Flexible foe threatens training
TEACHER trainers have serious doubts about a Government plan to attract older people and undergraduates into the profession.
They say the proposal to make the postgraduate certificate in education modular and flexible will result in a poor-quality course. They also warn that undergraduates who have the course woven into their degree risk damaging their main qualification. Modular PGCEs - which could take longer than a year to complete - are outlined in the Government's teaching Green Paper.
The Teacher Training Agency is already designing a pilot, and universities will be asked to devise ways of integrating modules into undergraduate courses, which students could take while gaining experience and credits by working as paid associates in schools.

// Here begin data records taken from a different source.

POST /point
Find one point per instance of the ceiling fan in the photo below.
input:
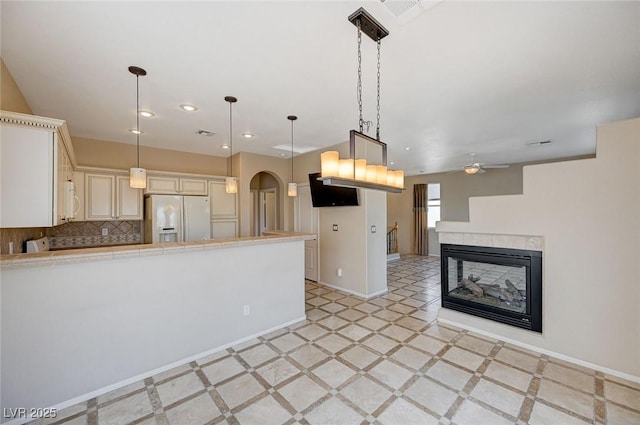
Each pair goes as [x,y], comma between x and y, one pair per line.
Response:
[476,167]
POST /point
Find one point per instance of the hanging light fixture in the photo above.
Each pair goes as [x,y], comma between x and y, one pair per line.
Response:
[370,171]
[231,183]
[137,175]
[292,189]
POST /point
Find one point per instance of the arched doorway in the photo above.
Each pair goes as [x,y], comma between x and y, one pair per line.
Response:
[265,201]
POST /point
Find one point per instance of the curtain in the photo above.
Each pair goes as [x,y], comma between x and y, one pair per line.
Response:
[421,243]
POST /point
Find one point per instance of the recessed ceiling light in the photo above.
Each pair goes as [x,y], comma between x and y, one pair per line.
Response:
[207,133]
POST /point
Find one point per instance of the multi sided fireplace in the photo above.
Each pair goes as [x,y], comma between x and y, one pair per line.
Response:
[500,284]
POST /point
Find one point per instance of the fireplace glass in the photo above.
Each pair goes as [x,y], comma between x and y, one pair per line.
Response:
[504,285]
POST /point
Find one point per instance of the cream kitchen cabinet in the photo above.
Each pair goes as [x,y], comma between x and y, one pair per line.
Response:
[109,197]
[36,159]
[224,211]
[176,186]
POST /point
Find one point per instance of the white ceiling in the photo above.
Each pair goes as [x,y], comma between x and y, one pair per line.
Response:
[461,77]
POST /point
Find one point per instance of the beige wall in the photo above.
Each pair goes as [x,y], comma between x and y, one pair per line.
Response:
[587,212]
[11,98]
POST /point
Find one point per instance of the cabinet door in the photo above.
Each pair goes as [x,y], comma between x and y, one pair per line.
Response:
[223,204]
[26,177]
[193,187]
[99,197]
[128,200]
[166,185]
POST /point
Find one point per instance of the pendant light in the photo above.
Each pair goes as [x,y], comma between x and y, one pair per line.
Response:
[292,189]
[370,172]
[137,175]
[231,183]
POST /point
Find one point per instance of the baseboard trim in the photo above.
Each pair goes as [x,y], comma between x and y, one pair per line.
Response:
[133,379]
[352,292]
[560,356]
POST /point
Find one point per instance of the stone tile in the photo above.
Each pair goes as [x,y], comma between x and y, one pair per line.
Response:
[302,392]
[622,394]
[568,398]
[450,375]
[499,397]
[179,388]
[266,411]
[402,412]
[333,412]
[334,373]
[278,371]
[366,394]
[546,415]
[223,369]
[198,410]
[359,357]
[126,410]
[431,395]
[390,374]
[473,414]
[240,390]
[257,355]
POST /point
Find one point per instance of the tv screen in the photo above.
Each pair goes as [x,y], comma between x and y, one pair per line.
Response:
[331,196]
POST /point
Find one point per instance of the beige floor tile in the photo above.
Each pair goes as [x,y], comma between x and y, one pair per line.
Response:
[240,390]
[257,355]
[450,375]
[431,395]
[546,415]
[179,388]
[302,392]
[266,411]
[498,397]
[278,371]
[366,394]
[566,397]
[391,374]
[359,357]
[333,412]
[125,410]
[473,414]
[223,369]
[198,410]
[334,373]
[405,413]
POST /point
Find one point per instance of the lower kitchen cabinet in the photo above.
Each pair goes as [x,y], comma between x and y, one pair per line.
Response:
[109,197]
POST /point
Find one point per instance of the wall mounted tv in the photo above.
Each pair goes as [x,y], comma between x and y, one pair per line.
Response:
[331,196]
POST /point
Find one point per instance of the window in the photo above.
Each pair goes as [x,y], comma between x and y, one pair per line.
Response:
[433,204]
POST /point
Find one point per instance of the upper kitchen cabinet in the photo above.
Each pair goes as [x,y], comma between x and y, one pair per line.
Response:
[36,160]
[109,197]
[176,186]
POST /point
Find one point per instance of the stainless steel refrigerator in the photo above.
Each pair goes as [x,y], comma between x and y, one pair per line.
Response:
[174,218]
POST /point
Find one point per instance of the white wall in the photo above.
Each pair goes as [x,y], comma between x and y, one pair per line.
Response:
[588,212]
[70,329]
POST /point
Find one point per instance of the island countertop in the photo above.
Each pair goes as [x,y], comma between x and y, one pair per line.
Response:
[38,259]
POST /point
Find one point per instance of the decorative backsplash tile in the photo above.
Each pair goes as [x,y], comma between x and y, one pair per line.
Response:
[83,234]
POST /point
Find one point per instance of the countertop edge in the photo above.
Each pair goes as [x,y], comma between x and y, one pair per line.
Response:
[40,259]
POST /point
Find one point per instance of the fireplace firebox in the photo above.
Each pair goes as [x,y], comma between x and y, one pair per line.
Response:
[501,284]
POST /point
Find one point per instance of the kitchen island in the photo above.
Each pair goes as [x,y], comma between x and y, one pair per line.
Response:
[79,323]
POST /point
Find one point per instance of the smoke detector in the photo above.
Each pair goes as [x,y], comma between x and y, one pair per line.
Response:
[407,10]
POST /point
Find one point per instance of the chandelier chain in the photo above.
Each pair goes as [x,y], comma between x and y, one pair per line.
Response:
[378,92]
[359,89]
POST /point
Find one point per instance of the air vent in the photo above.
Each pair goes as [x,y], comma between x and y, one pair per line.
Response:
[406,10]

But Nigel Gates, executive member of the Association of University Teachers, warned: "Teacher training is a complex, involved task and just fitting together bits and pieces over a substantial period won't provide the quality we need."

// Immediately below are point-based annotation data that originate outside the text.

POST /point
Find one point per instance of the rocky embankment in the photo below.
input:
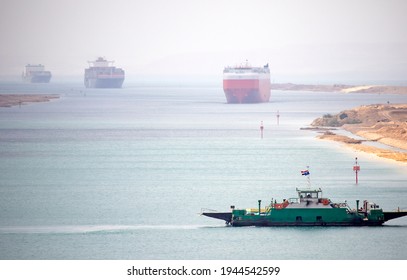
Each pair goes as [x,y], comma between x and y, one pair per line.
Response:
[386,124]
[378,89]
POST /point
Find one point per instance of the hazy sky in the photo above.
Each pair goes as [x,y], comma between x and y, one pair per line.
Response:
[310,40]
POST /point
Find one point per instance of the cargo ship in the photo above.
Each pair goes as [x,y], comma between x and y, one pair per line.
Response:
[246,84]
[102,74]
[310,208]
[35,73]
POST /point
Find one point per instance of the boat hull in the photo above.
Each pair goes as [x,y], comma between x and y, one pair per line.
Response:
[305,217]
[104,82]
[246,91]
[38,78]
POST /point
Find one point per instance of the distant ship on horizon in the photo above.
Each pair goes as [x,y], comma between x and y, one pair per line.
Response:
[102,74]
[35,73]
[246,84]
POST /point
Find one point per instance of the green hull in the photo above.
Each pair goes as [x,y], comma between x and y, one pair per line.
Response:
[308,209]
[307,217]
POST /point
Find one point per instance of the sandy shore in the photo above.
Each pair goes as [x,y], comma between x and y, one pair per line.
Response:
[378,89]
[9,100]
[386,124]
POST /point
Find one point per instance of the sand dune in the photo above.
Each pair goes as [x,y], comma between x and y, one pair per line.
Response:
[386,124]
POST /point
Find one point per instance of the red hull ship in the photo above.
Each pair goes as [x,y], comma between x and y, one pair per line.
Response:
[246,84]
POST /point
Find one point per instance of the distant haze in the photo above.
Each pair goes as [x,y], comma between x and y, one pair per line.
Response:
[338,40]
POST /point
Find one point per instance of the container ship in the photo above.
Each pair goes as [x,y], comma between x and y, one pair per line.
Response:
[35,73]
[310,208]
[246,84]
[102,74]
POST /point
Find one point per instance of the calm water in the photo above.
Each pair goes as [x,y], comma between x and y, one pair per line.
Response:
[124,173]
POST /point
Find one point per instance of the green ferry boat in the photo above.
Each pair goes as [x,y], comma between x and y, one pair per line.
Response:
[310,208]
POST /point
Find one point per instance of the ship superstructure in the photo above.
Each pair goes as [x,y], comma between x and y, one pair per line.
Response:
[102,74]
[35,73]
[310,208]
[246,84]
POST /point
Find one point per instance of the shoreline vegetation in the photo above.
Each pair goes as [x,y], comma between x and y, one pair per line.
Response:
[378,89]
[9,100]
[386,124]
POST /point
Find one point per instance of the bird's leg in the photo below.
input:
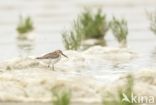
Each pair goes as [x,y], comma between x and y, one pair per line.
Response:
[49,63]
[53,67]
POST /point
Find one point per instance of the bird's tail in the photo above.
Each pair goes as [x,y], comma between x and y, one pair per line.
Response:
[39,57]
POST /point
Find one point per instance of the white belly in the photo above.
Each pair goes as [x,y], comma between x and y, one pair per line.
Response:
[53,61]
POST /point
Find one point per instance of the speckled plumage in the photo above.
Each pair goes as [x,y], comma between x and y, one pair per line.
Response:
[53,57]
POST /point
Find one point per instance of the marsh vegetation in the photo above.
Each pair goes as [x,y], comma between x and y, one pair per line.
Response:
[88,25]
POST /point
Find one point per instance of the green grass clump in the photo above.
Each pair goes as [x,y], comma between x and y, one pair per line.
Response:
[88,25]
[25,25]
[111,99]
[93,25]
[120,30]
[72,40]
[152,18]
[62,97]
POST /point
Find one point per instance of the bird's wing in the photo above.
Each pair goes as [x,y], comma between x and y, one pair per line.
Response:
[49,55]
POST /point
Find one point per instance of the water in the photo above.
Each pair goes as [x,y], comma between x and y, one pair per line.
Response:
[51,17]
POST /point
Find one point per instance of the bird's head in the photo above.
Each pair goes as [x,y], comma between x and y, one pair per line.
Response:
[61,53]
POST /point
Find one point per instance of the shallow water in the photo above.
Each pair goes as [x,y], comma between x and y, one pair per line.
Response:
[51,17]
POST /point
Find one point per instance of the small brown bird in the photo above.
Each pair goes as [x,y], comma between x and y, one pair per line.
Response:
[53,57]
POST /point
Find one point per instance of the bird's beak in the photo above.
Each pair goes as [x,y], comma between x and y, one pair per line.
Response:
[64,55]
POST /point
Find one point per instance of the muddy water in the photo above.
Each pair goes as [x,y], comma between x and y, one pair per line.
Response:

Undergraduate work would suffer. Mr Gates said: "Getting a degree is a full-time occupation. A lot of students are already working part-time and it must be at the expense of their studies.
"The Government is clutching at straws. Recruitment is so bad they have to consider almost every alternative."
The Universities Council for the Education of Teachers also has concerns while backing the search for new routes into teaching. It has long sought a salary for trainee teachers but fears paying some undergraduates to work in schools will prove divisive.
UCET chair Mike Newby said: "You'll have a PGCE student being properly trained and going into school for free and an undergraduate being paid. What will they be paid to do and who will be paying?" TTA spokesman Stephen Hillier warned the AUT and UCET they were out of touch with their members. He said universities had welcomed modular PGCEs at Green Paper conferences.
"It would be disappointing if their representatives pour cold water on a very exciting development," he said. "It's premature to criticise proposals which haven't appeared yet in any detail."